Receptors are crucial for drug action, serving as cellular targets that initiate various signaling mechanisms. From G protein-coupled receptors to ion channels, each type plays a unique role in transmitting signals across cell membranes and within cells.

Understanding receptor types and signaling mechanisms is essential for grasping how drugs work in the body. This knowledge forms the foundation for pharmacodynamics, helping us comprehend drug-receptor interactions and their effects on cellular function and physiological responses.

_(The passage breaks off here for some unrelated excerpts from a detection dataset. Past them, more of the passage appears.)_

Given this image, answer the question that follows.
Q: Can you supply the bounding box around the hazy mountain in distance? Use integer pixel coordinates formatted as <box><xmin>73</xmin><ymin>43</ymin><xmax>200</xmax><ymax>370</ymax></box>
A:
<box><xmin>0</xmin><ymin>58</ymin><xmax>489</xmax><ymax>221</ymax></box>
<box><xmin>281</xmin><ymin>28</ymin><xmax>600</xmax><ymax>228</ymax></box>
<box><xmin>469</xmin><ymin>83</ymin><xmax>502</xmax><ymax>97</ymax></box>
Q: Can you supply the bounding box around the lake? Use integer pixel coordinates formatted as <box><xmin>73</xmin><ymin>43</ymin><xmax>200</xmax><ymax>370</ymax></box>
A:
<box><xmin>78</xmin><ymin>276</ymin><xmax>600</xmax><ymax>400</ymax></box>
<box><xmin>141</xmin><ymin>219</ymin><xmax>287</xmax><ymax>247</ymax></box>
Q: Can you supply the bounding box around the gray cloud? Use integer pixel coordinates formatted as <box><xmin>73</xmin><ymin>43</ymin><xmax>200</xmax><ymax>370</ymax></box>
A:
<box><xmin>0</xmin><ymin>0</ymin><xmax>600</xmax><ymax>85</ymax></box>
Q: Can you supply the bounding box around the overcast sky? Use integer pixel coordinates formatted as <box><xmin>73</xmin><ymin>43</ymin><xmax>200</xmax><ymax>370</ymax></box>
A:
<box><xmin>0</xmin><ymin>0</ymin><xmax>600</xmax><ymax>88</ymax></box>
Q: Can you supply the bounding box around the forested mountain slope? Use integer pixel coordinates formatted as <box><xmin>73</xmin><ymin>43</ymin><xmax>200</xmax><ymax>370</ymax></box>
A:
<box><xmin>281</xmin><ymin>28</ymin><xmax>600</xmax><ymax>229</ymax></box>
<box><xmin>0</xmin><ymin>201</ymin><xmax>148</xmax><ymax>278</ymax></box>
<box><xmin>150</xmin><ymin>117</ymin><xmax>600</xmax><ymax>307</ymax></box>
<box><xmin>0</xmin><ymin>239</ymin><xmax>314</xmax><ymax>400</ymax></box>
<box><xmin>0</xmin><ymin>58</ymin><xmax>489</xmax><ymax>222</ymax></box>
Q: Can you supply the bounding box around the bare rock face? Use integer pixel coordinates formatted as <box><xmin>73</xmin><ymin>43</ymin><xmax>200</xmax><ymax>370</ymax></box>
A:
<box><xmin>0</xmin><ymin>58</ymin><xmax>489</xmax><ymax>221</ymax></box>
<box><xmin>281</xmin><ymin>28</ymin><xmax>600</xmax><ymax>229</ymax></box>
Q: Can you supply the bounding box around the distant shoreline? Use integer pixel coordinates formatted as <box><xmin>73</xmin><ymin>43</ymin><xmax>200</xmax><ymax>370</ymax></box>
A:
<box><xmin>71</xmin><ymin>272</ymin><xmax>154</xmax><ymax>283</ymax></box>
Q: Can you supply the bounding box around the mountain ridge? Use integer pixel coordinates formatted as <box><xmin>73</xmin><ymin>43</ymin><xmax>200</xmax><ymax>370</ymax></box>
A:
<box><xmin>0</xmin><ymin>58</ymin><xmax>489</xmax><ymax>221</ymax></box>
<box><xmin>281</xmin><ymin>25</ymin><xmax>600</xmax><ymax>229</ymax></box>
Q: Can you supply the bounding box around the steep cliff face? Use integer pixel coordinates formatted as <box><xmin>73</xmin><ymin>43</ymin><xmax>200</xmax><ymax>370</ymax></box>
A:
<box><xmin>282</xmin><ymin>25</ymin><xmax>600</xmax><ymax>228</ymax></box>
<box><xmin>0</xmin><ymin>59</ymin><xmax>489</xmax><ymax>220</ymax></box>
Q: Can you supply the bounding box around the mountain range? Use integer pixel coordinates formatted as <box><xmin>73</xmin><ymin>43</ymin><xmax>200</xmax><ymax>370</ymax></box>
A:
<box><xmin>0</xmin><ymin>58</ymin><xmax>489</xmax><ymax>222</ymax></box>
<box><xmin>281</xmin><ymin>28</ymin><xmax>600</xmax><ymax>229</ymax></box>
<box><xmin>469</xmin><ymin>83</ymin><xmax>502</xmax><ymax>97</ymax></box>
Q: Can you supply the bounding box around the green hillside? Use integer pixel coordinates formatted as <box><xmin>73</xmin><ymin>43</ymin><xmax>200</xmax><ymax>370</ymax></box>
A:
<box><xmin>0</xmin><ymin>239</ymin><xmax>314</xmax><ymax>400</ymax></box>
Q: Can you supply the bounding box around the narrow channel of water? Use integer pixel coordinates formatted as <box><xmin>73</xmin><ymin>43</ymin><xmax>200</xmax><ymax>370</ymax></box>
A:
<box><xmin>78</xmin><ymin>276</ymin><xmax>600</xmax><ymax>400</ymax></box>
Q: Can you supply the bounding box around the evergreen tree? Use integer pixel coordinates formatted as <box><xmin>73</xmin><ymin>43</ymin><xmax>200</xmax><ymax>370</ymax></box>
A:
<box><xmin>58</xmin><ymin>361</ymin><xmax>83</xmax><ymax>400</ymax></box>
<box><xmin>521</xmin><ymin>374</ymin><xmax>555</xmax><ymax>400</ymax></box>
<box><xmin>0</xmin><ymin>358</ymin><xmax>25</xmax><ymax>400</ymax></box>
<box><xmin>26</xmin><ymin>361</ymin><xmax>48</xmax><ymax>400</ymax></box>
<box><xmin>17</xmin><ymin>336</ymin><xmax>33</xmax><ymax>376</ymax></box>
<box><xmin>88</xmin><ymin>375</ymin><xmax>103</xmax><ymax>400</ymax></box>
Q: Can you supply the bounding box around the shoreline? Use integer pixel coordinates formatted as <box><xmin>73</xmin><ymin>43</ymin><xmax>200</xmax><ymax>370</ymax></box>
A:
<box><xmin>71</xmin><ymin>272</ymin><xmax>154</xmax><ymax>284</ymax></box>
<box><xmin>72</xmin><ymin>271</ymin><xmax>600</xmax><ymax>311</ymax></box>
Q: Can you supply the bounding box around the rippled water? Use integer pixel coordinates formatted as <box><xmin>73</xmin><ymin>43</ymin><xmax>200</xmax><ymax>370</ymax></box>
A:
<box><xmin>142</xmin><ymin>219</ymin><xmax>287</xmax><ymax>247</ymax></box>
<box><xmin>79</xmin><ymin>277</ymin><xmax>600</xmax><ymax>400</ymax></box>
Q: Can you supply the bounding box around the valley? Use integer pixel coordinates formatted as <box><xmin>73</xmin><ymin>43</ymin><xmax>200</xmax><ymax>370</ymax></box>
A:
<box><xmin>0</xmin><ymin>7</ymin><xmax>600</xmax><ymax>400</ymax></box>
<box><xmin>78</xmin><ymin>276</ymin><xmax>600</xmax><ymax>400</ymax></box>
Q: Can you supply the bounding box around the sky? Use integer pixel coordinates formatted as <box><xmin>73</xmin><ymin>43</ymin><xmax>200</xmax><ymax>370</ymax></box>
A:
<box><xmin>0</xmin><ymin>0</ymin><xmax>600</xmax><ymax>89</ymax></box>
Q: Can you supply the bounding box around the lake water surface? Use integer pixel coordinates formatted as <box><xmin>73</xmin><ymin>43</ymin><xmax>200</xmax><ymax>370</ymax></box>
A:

Receptor Types for Drug Action

G Protein-Coupled Receptors and Ion Channels

• G protein-coupled receptors (GPCRs) form the largest family of membrane receptors
  • Characterized by seven transmembrane domains
  • Associate with G proteins for signal transduction
  • Examples include β-adrenergic receptors (regulate heart rate) and dopamine receptors (involved in mood regulation)
• Ion channels create pores in cell membranes for specific ion passage
  • Respond to various stimuli (ligand binding, membrane potential changes)
  • Regulate ion concentrations and membrane potential
  • Examples include voltage-gated sodium channels (crucial for action potential generation) and ligand-gated GABA receptors (mediate inhibitory neurotransmission)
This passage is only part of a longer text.